3. En deuxième lieu, contrairement à ce que fait valoir la requérante, par le point 4 de leur jugement, les premiers juges ont statué sur la version modifiée de l'arrêté du 31 janvier 2019, qu'ils ont d'ailleurs estimée illégale, dès lors qu'elle se fondait sur une délibération prise postérieurement, raison pour laquelle ils ont procédé à une substitution de base légale.

4. En dernier lieu, cette substitution de base légale, laquelle relève de l'office du juge, a été soumise au débat contradictoire, comme l'indiquent les visas du jugement. Elle n'a ainsi pas eu pour effet de priver Mme A... des garanties de procédure qui lui sont offertes par la loi, alors au demeurant que cette dernière ne la conteste pas sur le fond. Par suite, le moyen tiré de ce que le tribunal aurait irrégulièrement procédé à une substitution de base légale doit être écarté.

5. Il résulte de ce qui précède que le jugement attaqué n'est pas entaché des irrégularités alléguées.

Sur les conclusions à fin d'annulation :

6. Il y a lieu de regarder les conclusions de Mme A... comme dirigées contre l'arrêté modifié du 31 janvier 2019, lequel s'est substitué à l'arrêté initial du même jour, dont il ne diffère que par les visas de son fondement légal.

7. Aux termes de l'article 88 de la loi du 26 janvier 1984 portant dispositions statutaires relatives à la fonction publique territoriale, alors en vigueur : " Les organes délibérants des collectivités territoriales et de leurs établissements publics fixent les régimes indemnitaires, dans la limite de ceux dont bénéficient les différents services de l'Etat. Ces régimes indemnitaires peuvent tenir compte des conditions d'exercice des fonctions et de l'engagement professionnel des agents. Lorsque les services de l'Etat servant de référence bénéficient d'une indemnité servie en deux parts, l'organe délibérant détermine les plafonds applicables à chacune de ces parts et en fixe les critères, sans que la somme des deux parts dépasse le plafond global des primes octroyées aux agents de l'Etat. / (...) ". Aux termes de l'article 1er du décret du 6 septembre 1991 pris pour l'application de ces dispositions : " Le régime indemnitaire fixé par les assemblées délibérantes des collectivités territoriales et les conseils d'administration des établissements publics locaux pour les différentes catégories de fonctionnaires territoriaux ne doit pas être plus favorable que celui dont bénéficient les fonctionnaires de l'Etat exerçant des fonctions équivalentes ".

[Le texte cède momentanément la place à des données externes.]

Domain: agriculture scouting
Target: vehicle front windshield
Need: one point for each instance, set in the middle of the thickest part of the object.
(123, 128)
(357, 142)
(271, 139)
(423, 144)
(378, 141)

8. Aux termes de l'article 20 de la loi du 13 juillet 1983 portant droits et obligations des fonctionnaires, dans sa rédaction applicable à la date de l'arrêté attaqué : " Les fonctionnaires ont droit, après service fait, à une rémunération comprenant le traitement, l'indemnité de résidence, le supplément familial de traitement ainsi que les indemnités instituées par un texte législatif ou réglementaire (...) ". Aux termes de l'article 57 de la loi du 26 janvier 1984 : " (...) / 4° bis. Après un congé de maladie, un congé de longue maladie ou un congé de longue durée, les fonctionnaires peuvent être autorisés à accomplir un service à temps partiel pour raison thérapeutique, accordé pour une période de trois mois renouvelable dans la limite d'un an pour une même affection. Après un congé pour accident de service ou maladie contractée dans l'exercice des fonctions, le travail à temps partiel thérapeutique peut être accordé pour une période d'une durée maximale de six mois renouvelable une fois. / (...) /. Les fonctionnaires autorisés à travailler à temps partiel pour raison thérapeutique perçoivent l'intégralité de leur traitement ; (...) ".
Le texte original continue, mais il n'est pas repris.